(395ad) Experiment and Simulation Study of Carbon Dioxide/Mixed Gas Adsorption in Elastic Layered Metal-Organic Frameworks

Elastic Layered Metal-organic framework (ELM) adsorbents are flexible two-dimensional coordination polymers that undergo abrupt reversible gated adsorption from an empty collapsed structure to a filled expanded state by cooperative sorption of guest molecules between square grid layers. The ELM gating transition is distinct from condensation transition commonly observed for other porous carbons as it is induced by ELM structural rearrangement rather than by pore size effects.

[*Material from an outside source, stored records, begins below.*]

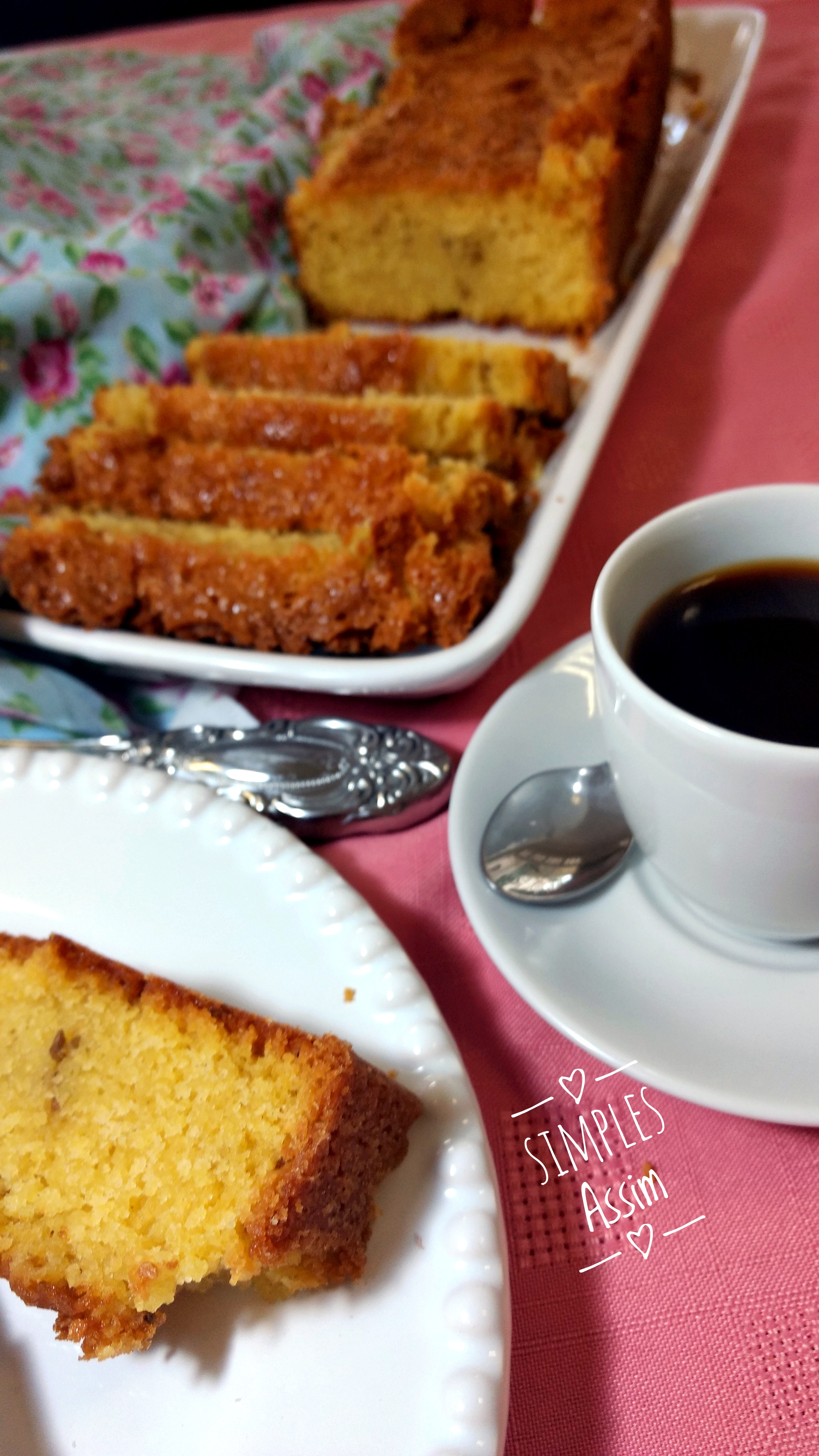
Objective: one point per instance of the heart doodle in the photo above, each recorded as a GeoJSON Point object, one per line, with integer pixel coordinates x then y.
{"type": "Point", "coordinates": [566, 1085]}
{"type": "Point", "coordinates": [636, 1241]}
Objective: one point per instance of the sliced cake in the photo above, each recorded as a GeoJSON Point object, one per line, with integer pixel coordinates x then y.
{"type": "Point", "coordinates": [291, 592]}
{"type": "Point", "coordinates": [480, 430]}
{"type": "Point", "coordinates": [339, 362]}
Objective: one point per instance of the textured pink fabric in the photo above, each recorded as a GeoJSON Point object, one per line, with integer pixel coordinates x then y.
{"type": "Point", "coordinates": [712, 1347]}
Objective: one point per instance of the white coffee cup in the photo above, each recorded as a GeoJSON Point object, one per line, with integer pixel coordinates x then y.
{"type": "Point", "coordinates": [731, 822]}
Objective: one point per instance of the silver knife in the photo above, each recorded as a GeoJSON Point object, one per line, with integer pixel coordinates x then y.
{"type": "Point", "coordinates": [321, 777]}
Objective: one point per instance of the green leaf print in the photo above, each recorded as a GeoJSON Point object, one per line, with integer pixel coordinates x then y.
{"type": "Point", "coordinates": [110, 719]}
{"type": "Point", "coordinates": [180, 331]}
{"type": "Point", "coordinates": [28, 670]}
{"type": "Point", "coordinates": [24, 704]}
{"type": "Point", "coordinates": [142, 349]}
{"type": "Point", "coordinates": [202, 236]}
{"type": "Point", "coordinates": [106, 302]}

We report experimental measurement of CO₂ sorption isotherms on ELM11 [Cu(BF₄)2(bpy)2], ELM-12 [Cu(OTf)2(bpy)2] and ELM-22 [Co(OTf)2(bpy)2] (bpy=bipyridine; OTf = trifluoromethanesulfonate) at supercritical temperatures. We also present the hybrid Monte Carlo – molecular dynamics simulation results of CO₂ sorption selectivity for separation of CO₂ from post-combustion (CO₂/N₂) flue gas mixture and CO₂/H2 syngas mixture. Simulated CO₂ capacities above the gating pressure and CO2 isosteric heat of adsorption agree well with ELM-11 and ELM-12 experimental data. The spatial density distribution of pure CO₂ and gas mixtures adsorbed within the framework structure is mapped and transition in the preferred orientations of CO₂ within ELM-12 is noted.  The possibility for tuning the structure for higher adsorption capacity as well as selectivity will also be discussed.